Couric interviewed Confederate heritage defenders, descendants of slave owners now shamed by their ancestors and New Orleans Mayor Mitch Landrieu, who described how he came to remove the Big Easy’s monuments after his friend, Wynton Marsalis, told him what it was like to see them through his eyes.

Historians described how the spike in Confederate monuments came around the beginning of the 20th century as Jim Crowe and lynchings reasserted white supremacy, and the Lost Cause narrative sanitized slavery and the Civil War. “Gone with the Wind did more to shape the history than anything I’ve taught,” said UVA Civil War expert Gary Gallagher.

The landmark Brown v. Board of Education decision also led to a spike in naming schools after Confederate generals, a background of which many whites, like actress Julianne Moore, were unaware. Moore, who went to J.E.B. Stuart High School in Fairfax, led a petition to rename the school, whose moniker she now calls “shameful.”

“Why do we have such a hard time coming to grips with our past?” asked Couric.

After the screening, UVA’s Larry Sabato led a panel discussion with Couric, Bryant, Gathers, Gallagher, UVA historian John Mason and religious leader Seth Wispelwey.

Historian Gallagher doesn’t want a rush to remove statues, instead suggesting there’s more history that can be memorialized, such as the 250 black men from Albemarle who “put on blue uniforms” of the Union.

“People of color often have to put our trauma on the back-burner at the expense of teaching other people about white supremacy,” said Bryant.

And Gathers said, “If a monument to a slave owner is necessary to teach history, it’s time to change the curriculum.”

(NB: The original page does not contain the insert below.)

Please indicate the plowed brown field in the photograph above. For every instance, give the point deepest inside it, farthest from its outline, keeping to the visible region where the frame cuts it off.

Thomas Jefferson came up as a prime example of America’s complicated past, and Mason suggested the TJ statue in front of the Rotunda be shrouded at least one week a year in recognition of the less-laudable aspects of the Declaration of Independence’s author, whom Mason called the “godfather of scientific racism.”

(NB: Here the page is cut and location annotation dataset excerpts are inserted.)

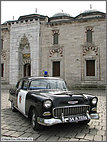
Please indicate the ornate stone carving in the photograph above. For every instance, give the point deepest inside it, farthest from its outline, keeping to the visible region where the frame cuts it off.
(58, 50)
(3, 53)
(26, 56)
(92, 48)
(24, 42)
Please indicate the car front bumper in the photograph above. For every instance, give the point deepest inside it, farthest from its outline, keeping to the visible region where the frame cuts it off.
(53, 121)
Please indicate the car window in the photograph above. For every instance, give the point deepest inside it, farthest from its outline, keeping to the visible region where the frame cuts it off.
(19, 84)
(25, 85)
(47, 84)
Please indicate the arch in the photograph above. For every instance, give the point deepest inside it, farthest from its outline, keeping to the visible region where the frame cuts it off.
(24, 57)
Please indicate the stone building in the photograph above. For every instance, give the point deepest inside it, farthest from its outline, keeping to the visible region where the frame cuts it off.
(73, 48)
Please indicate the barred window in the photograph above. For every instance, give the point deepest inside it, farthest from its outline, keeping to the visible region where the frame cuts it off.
(2, 70)
(89, 36)
(1, 43)
(90, 67)
(55, 38)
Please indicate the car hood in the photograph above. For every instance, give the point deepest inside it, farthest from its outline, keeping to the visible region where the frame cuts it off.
(61, 98)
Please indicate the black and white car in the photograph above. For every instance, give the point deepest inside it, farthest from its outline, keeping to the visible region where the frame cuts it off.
(47, 101)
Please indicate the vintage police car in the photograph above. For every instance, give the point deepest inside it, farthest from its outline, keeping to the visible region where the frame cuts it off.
(47, 101)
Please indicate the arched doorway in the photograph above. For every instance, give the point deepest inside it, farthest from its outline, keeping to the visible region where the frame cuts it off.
(27, 69)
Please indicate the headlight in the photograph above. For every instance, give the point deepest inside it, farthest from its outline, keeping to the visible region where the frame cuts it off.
(94, 101)
(47, 104)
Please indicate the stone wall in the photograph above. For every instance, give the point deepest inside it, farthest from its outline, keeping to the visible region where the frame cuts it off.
(72, 39)
(17, 31)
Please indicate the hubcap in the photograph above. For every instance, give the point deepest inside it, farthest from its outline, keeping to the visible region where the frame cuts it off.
(33, 120)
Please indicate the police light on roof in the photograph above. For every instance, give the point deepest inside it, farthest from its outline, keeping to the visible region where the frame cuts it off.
(45, 73)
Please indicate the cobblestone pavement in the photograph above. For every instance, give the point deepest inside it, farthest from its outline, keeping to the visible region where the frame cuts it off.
(15, 125)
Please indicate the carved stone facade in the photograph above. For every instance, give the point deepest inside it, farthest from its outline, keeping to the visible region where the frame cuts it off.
(34, 47)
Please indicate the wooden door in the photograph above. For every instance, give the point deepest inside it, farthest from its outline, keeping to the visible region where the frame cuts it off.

Mason also pointed out that many race-based issues, like stop and frisks, gentrification and education, were issues in Charlottesville before August 12. “We’re a very self-congratulatory city,”  he said.

Other current events were part of the discussion. Wispelwey called out Commonwealth’s Attorney Joe Platania for prosecuting the three black men charged August 12. He also mentioned City Council’s decision a few days earlier to approve West2nd and asserted that its nearly 100 luxury condos and the 16 affordable units will not help with wealth inequality, with West2nd developer Keith Woodard sitting a few feet away in the audience.

Couric had the last word, and she called for continuing the oft-difficult conversations in which she admitted, “I find myself feeling uncomfortable.” But she said the more she talks to people, the more she’s convinced “people want to do the right thing.”

When Sabato asked what she would change, she said, “I wish we were in a place where there would be a little less harsh judgment.” And she cited the wisdom of her mother, who said, “You get more flies with honey.”

The series premieres at 10pm Wednesday, April 11, on the National Geographic channel.

Clarification April 11: Zhayna Bryant’s comment about African American’s trauma being put on the back burner specifically addressed teaching others about white supremacy.